Of the many famous buildings that were constructed in the centuries that followed, many of the most beautiful remain, and are open to tourists.
This was the first chateau in the Loire to be named a UNESCO world heritage site. It is thought that Leonardo da Vinci participated in its conception, and it is considered one of the most magnificent chateaux of the Loire.
The first example of the 17th-century classical style, it is famous for its rich interiors, which have been preserved by its owners, the Hurault family. You can experience the aesthetics of the wealthy nobility in the collection of paintings and furniture. It is also known for its impressive pack of hunting dogs!
This royal chateau is known for the fact that it combines many different architectural styles, most notably the Gothic, Flamboyant, Renaissance, and Classic. In this sense it is like a lesson in the history of architecture of the region.
The Chateau of Chenonceau is one of the most iconic Chateaux of the Loire. It is also famously known as the “Chateau des Dames” for the historical female figures who lived there, including Diane de Poitiers and Catherine de Medici.
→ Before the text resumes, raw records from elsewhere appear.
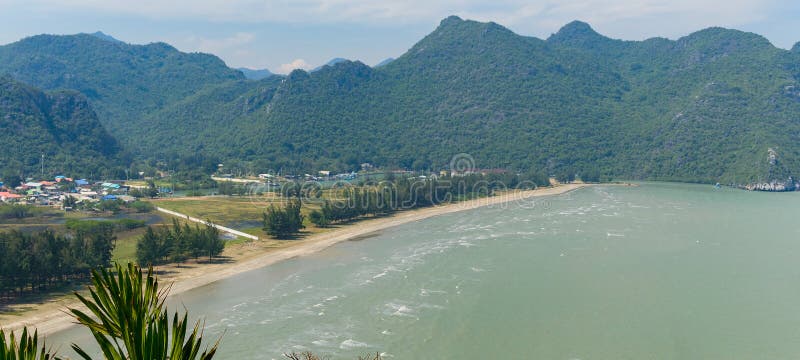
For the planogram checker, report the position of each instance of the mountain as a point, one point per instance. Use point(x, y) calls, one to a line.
point(332, 62)
point(255, 74)
point(716, 105)
point(123, 82)
point(61, 125)
point(384, 62)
Formerly the residence of Charles VIII and of the young François d’Angouleme (who would become François I), Amboise is probably most famous for the Saint Hubert Chapel, which holds the grave of Leonardo da Vinci. (The nearby Chateau of Clos-Lucé, which was da Vinci’s residence for the last few years of his life, is also worth seeing).
One of the oldest chateaux of the region, it was originally built in the 10th century but subsequently destroyed. Charles I of Amboise rebuilt it in the 15th Century, and among its famous owners were, again, Catherine de Medici and Diane de Poitiers, as well as, much later, Madame de Staël.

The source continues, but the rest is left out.